Ukraine President talks to TIME about new role and alleged quid pro quo: ‘I don’t trust anyone at all’

(Photo by SAUL LOEB/AFP via Getty Images)

Ukrainian President Volodymyr Zelensky critiqued President Trump’s decision on delaying military aid but affirmed his claims that he did nothing wrong.

Zelensky maintained in an interview published on Monday that he never discussed quid pro quo with Trump regarding military aid in exchange for an investigation into Joe and Hunter Biden. Trump used Zelensky’s recent comments to further confirm that this impeachment is a sham and that he did nothing wrong. 

While foreign policy leaders believed at the time that it was in America’s best interest to provide Ukraine with lethal weapons and military aid,  many critics argued against it. Newly elected and untested Zelensky knocked Trump’s decision to temporarily withhold aid and expressed displeasure that he called attention to widespread corruption issues within the county.

“It’s not that those things don’t exist. They do. All branches of government were corrupted over many years, and we are working to clean that up,” Zelensky told TIME.  “But that signal from them is very important.”

Zelensky worries the corruption comments and could impact Ukraine’s relationships with the rest of the world. He told TIME that neighboring European nations would not maintain a partnership with Ukraine if it weren’t for pressure from the U.S. to do so.

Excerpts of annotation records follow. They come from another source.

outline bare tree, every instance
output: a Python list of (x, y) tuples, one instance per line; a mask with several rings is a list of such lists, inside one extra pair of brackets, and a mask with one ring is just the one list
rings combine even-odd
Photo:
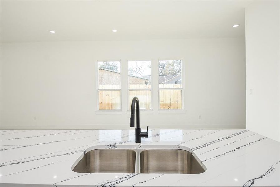
[(119, 66), (116, 63), (112, 62), (100, 62), (98, 65), (99, 68), (109, 70), (117, 72), (119, 71)]
[(178, 75), (182, 73), (181, 60), (160, 62), (158, 65), (160, 75)]

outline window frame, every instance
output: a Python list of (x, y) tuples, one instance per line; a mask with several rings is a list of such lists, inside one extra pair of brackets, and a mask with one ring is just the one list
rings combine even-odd
[[(129, 74), (128, 72), (128, 64), (130, 61), (150, 61), (151, 62), (151, 88), (150, 89), (130, 89), (129, 88)], [(152, 111), (153, 110), (153, 91), (152, 91), (152, 59), (146, 60), (127, 60), (127, 109), (128, 111), (130, 112), (129, 105), (131, 104), (129, 101), (129, 91), (131, 90), (150, 90), (151, 91), (151, 109), (142, 109), (140, 110), (141, 111)]]
[[(105, 89), (99, 88), (99, 62), (116, 62), (118, 61), (120, 62), (120, 88), (118, 89)], [(97, 60), (95, 64), (95, 70), (96, 70), (96, 90), (97, 90), (97, 109), (96, 111), (98, 113), (99, 112), (112, 112), (112, 113), (115, 113), (118, 114), (118, 113), (116, 112), (121, 112), (122, 111), (122, 61), (121, 60)], [(99, 109), (99, 91), (120, 91), (120, 108), (119, 109), (112, 109), (112, 110), (100, 110)]]
[[(162, 60), (181, 60), (181, 78), (182, 79), (182, 87), (181, 88), (159, 88), (159, 71), (158, 66), (159, 66), (159, 61)], [(157, 76), (158, 76), (158, 81), (157, 81), (157, 86), (158, 88), (158, 111), (159, 113), (168, 113), (167, 111), (173, 111), (173, 112), (176, 112), (177, 111), (179, 113), (179, 111), (185, 111), (184, 104), (184, 84), (185, 79), (185, 68), (184, 68), (184, 62), (183, 59), (178, 58), (168, 58), (168, 59), (158, 59), (157, 60)], [(163, 109), (160, 108), (160, 90), (181, 90), (181, 92), (182, 96), (182, 108), (181, 109)], [(185, 113), (185, 112), (182, 113)]]

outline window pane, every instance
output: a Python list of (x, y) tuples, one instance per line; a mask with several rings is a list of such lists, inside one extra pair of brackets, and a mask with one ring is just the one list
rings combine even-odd
[(160, 88), (182, 88), (182, 61), (159, 60)]
[(182, 109), (182, 90), (159, 90), (160, 109)]
[(120, 110), (120, 90), (99, 91), (99, 110)]
[(128, 88), (151, 88), (151, 61), (128, 61)]
[(98, 62), (98, 76), (99, 89), (120, 89), (120, 62)]
[(140, 109), (150, 109), (151, 107), (151, 90), (133, 90), (128, 91), (129, 109), (131, 109), (132, 99), (135, 96), (139, 100)]

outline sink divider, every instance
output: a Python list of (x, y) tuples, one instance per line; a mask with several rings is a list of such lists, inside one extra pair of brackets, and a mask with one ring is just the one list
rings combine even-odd
[(140, 173), (140, 153), (145, 149), (135, 150), (136, 152), (135, 160), (135, 173)]

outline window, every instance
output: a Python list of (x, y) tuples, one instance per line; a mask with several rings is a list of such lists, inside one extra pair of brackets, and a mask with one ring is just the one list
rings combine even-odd
[(98, 65), (98, 109), (120, 110), (120, 61), (99, 61)]
[(160, 109), (183, 109), (182, 60), (159, 60)]
[(139, 99), (140, 110), (151, 110), (151, 60), (128, 61), (128, 109), (131, 108), (131, 102), (134, 96)]

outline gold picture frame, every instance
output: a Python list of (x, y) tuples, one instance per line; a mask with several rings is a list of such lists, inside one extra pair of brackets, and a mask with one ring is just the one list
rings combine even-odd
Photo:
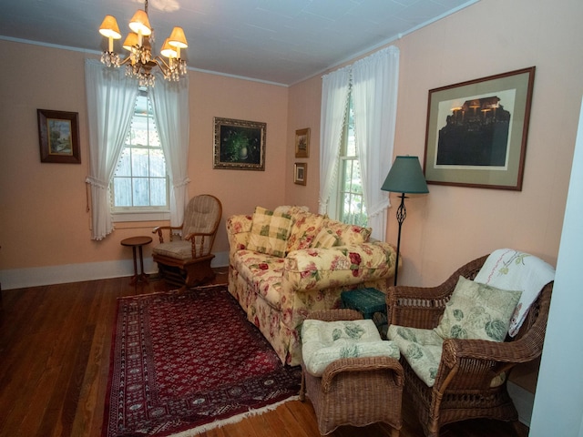
[(214, 117), (213, 168), (265, 170), (267, 123)]
[(295, 131), (295, 158), (310, 158), (310, 127)]
[(429, 91), (429, 184), (520, 191), (535, 66)]
[(308, 164), (305, 162), (296, 162), (293, 165), (293, 183), (306, 185), (308, 178)]
[(79, 114), (36, 109), (40, 162), (81, 164)]

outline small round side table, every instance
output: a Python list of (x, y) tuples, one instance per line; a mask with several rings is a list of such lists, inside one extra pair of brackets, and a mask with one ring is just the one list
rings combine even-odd
[[(152, 242), (151, 237), (130, 237), (129, 239), (125, 239), (121, 240), (122, 246), (131, 247), (131, 249), (134, 252), (134, 276), (131, 278), (131, 280), (129, 281), (129, 285), (136, 285), (139, 280), (148, 282), (148, 275), (144, 273), (144, 258), (142, 255), (142, 246), (145, 246), (151, 242)], [(139, 275), (138, 274), (136, 248), (139, 249), (139, 267), (141, 269), (141, 273)]]

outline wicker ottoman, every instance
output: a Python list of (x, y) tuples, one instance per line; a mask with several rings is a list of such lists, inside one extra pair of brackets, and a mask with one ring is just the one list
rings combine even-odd
[[(353, 310), (314, 311), (310, 319), (325, 321), (363, 319)], [(306, 371), (302, 363), (300, 400), (310, 398), (322, 435), (341, 425), (367, 426), (384, 422), (398, 437), (401, 430), (403, 368), (389, 357), (343, 358), (326, 367), (322, 377)]]

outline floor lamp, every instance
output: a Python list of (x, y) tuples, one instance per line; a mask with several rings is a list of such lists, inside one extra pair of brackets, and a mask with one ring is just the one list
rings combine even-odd
[(394, 267), (394, 285), (397, 285), (397, 272), (399, 269), (399, 251), (401, 249), (401, 227), (407, 217), (404, 208), (405, 194), (427, 194), (427, 183), (423, 176), (421, 164), (417, 157), (397, 157), (384, 179), (383, 191), (401, 193), (401, 205), (397, 208), (397, 222), (399, 223), (399, 236), (397, 237), (397, 258)]

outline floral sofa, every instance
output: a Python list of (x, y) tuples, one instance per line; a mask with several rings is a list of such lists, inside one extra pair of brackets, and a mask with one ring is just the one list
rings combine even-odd
[(396, 252), (369, 239), (371, 229), (345, 225), (303, 207), (257, 207), (227, 219), (229, 291), (282, 362), (301, 363), (299, 328), (308, 313), (340, 308), (346, 290), (386, 292)]

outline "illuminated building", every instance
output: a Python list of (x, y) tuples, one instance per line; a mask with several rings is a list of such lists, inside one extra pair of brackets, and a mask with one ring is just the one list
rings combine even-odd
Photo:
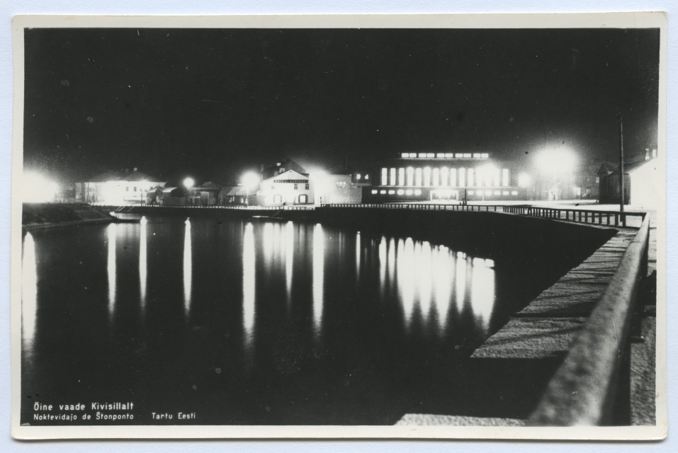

“When America says, for instance, that Ukraine is a corrupt country, that is the hardest of signals,” he said. “Everyone hears that signal. Investments, banks, stakeholders, companies, American, European, companies that have international capital in Ukraine, it’s a signal to them.”

Trump has insisted that he is only interested in rooting out corruption tied to the U.S. and wants allied countries to operate honestly and pay their fair share. While Zelensky criticized Trump for his heavy-handed comments, he backed Trump’s claim that there was never a quid pro quo as alleged by Democrats and a so-called whistleblower.

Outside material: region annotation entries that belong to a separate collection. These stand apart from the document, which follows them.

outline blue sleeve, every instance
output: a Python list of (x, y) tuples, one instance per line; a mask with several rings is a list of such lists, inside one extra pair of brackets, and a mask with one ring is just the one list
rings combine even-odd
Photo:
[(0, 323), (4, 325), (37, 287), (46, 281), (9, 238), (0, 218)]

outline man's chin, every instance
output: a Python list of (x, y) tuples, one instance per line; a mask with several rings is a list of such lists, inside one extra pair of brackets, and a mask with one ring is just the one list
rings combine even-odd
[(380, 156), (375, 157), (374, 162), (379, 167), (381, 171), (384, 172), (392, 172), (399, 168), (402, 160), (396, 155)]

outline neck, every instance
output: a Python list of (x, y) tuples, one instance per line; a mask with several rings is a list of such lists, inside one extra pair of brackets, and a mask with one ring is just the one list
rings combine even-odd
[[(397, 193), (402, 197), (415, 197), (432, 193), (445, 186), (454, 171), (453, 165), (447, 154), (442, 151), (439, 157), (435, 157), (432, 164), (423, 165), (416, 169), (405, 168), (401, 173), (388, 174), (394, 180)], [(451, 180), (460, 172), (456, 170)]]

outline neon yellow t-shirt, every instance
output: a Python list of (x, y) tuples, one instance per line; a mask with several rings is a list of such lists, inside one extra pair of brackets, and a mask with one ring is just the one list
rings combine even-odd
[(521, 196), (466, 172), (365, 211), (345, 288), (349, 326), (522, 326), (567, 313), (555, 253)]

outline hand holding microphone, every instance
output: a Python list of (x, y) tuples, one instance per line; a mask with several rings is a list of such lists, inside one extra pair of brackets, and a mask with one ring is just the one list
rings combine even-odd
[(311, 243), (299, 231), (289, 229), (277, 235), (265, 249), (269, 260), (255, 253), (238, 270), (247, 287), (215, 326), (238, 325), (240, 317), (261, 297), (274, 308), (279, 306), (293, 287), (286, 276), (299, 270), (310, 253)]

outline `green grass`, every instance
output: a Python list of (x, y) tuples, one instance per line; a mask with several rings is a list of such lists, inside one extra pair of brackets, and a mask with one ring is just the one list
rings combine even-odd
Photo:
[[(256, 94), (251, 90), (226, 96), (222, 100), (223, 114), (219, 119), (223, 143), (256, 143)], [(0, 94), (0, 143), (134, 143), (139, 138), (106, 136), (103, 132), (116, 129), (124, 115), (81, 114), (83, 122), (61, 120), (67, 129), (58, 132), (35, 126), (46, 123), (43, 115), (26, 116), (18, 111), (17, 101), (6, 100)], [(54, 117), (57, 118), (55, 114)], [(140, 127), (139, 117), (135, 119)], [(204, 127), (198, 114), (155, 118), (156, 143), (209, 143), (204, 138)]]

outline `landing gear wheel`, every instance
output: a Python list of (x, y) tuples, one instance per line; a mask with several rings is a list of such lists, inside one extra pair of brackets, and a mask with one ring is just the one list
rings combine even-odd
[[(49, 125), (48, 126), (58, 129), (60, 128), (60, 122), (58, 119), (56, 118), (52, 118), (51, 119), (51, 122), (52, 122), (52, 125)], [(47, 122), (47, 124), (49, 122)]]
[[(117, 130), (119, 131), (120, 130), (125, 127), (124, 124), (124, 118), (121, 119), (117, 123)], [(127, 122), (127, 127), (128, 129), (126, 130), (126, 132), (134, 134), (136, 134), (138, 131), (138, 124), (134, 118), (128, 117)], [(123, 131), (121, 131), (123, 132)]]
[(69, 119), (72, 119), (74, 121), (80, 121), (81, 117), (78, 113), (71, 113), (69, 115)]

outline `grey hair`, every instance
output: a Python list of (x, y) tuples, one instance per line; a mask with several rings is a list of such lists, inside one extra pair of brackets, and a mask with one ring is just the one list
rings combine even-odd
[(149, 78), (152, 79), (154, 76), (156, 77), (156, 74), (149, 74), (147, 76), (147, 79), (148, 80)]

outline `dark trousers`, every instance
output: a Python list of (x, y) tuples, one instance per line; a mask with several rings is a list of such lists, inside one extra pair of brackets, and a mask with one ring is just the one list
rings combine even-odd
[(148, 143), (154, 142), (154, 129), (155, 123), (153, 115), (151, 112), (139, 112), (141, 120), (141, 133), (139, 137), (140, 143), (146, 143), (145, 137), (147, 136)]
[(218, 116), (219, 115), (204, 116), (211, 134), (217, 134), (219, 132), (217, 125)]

“Look, I never talked to the president from the position of a quid pro quo,” he said. “That’s not my thing. … I don’t want us to look like beggars.”

Democrats have been trying to use the delayed military aid as ammunition in the impeachment battle, arguing it was leveraged by Trump to obtain dirt on a policial rival. Trump was quick to seize on  Zelensky’s comments and called out the radical left’s insanity and lack of desire to put these hearings to rest.

“If Democrats were sane, which they are not, it would be case over!” Trump tweeted.

Zelensky said he doesn’t want Ukraine to be used as a pawn in a power game by bigger countries. He will be working closely with Russia to end conflicts that began years prior during the seizure of the Crimean Peninsula but remains skeptical.

“I don’t trust anyone at all,” he said.